三人の援護もあり、甚五郎は先行して弱点へとたどり着くことに成功した。ほとんど同時に他の契約者たち、それにアッシュと鉢合わせになる。
「まさかウィザードの俺が敵の体の上にいるとはね。驚きだ」
「……なるほどねぇ。これが弱点か」
「これは、一体?」
「見つけたときはただの体表部分だと思っていたけど、何か出てる?」
 順にアッシュ、誠一、トマス、沙夢が喋る。そして真人が弱点を見破る。
「多分ですが、この液体金属を液体に保つための器官の一つかと思われます。だからこそ、ここを覆ってしまうのは不可能だった。という感じでしょうか」
「つまり僕の攻撃でも弱点には当たっていたけどピンポイントで攻撃したわけじゃないから、ダメージが軽減されてしまった、てことだったんだねぇ。いやはや、恐れ入るよ」
「だが、それもこれで終わりだな! わしの気合の前には抗えんからな!」
「ええ。
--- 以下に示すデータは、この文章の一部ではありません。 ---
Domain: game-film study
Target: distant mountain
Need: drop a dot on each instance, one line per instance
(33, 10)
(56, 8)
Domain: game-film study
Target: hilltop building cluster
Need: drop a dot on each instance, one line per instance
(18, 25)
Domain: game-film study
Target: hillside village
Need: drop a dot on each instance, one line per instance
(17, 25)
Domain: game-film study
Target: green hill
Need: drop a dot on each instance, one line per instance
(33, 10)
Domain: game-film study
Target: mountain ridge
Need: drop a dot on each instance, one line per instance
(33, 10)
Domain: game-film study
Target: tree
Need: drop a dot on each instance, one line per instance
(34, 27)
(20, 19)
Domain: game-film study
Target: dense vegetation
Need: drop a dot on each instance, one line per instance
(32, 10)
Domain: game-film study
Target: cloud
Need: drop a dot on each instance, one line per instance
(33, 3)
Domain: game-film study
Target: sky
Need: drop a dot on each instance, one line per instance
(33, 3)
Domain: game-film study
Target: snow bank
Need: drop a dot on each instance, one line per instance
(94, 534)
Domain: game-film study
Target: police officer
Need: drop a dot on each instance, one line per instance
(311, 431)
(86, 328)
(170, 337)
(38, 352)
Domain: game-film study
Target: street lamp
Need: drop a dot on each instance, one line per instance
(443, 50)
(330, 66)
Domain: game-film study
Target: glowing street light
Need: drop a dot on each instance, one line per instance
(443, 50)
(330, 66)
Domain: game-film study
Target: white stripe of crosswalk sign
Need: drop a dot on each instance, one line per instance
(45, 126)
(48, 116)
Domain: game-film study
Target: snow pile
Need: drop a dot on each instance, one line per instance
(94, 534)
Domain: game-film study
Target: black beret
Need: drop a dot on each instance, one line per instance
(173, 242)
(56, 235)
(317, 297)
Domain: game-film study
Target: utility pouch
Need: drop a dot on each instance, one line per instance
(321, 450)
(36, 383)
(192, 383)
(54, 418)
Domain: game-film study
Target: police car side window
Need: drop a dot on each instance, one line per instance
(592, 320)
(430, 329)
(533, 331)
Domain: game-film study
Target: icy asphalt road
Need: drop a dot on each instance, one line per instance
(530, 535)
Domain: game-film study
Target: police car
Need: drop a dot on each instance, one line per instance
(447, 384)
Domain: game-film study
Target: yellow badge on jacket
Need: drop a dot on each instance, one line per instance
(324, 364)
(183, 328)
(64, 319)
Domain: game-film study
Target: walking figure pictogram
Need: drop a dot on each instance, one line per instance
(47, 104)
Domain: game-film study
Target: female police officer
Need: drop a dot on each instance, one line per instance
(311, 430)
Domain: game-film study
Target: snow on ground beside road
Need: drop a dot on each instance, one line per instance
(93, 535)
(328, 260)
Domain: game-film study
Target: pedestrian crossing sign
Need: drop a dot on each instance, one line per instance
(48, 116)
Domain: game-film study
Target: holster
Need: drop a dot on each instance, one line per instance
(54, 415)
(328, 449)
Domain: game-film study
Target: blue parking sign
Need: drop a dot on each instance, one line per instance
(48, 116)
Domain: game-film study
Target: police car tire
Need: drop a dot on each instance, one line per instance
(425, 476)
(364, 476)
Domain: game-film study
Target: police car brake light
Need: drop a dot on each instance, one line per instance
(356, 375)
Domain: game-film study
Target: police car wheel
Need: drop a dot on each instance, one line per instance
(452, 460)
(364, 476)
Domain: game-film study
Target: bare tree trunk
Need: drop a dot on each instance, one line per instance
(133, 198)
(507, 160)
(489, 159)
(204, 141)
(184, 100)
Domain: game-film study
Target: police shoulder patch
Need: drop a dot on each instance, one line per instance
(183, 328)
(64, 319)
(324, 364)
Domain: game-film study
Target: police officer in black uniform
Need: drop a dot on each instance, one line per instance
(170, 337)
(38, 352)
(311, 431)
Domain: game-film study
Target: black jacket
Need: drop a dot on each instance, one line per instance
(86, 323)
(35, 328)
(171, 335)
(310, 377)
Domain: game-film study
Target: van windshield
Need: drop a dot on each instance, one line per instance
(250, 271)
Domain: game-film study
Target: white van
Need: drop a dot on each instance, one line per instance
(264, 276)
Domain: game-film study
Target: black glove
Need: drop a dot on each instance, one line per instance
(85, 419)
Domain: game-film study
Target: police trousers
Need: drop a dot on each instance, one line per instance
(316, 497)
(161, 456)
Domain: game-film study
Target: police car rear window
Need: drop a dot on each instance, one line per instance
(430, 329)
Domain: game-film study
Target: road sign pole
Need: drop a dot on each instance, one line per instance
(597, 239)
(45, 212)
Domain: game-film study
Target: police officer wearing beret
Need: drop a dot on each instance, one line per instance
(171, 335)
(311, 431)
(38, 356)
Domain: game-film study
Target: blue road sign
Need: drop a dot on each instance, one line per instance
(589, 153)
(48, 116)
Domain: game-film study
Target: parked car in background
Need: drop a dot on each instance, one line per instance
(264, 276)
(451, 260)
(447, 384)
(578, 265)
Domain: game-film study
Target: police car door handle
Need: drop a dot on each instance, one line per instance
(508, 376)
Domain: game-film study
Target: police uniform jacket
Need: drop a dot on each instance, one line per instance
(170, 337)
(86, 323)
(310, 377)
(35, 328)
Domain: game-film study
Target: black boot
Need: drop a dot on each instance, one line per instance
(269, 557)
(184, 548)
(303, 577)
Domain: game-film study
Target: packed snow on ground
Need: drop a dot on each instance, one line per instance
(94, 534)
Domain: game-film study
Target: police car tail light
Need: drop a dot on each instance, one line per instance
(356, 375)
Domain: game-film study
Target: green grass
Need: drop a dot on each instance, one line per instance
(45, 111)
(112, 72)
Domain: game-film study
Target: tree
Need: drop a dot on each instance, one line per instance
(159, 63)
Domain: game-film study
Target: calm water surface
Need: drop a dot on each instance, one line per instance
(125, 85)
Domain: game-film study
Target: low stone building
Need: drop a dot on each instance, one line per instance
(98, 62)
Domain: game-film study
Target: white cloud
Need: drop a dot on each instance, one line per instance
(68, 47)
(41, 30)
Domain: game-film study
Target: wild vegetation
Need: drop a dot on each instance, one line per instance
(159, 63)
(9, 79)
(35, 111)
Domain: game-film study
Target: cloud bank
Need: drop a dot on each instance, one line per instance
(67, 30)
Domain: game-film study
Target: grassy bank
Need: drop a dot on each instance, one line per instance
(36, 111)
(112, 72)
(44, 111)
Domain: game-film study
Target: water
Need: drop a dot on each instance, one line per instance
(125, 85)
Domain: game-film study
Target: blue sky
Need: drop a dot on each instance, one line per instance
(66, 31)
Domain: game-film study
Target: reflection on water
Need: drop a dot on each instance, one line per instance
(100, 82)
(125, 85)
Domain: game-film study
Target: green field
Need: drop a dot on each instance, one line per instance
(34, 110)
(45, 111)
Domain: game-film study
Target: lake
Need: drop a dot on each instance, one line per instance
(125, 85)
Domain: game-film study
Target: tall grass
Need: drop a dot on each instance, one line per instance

もう終わらせましょう、懸念はありますけどね」
「例え何があったとしても、今は前に進まなければ」
「同感。もう矢のストックだってなくなりかけてるし」
「それじゃ、終わらせるとしようか。おやすみだよ」
「援護ばっかりで疲れちまったよ。悪いが眠ってもらうぜ! タイニー!」
 六人が一斉にタイニーの弱点に思い切り攻撃を仕掛ける。すると、タイニーの動きがぴたりと止まった。
 数秒後、もはや形容することもできない叫び声をあげてそのまま大地に倒れたのだ。
 激戦の末、ようやく契約者たちはタイニーを倒したのだ。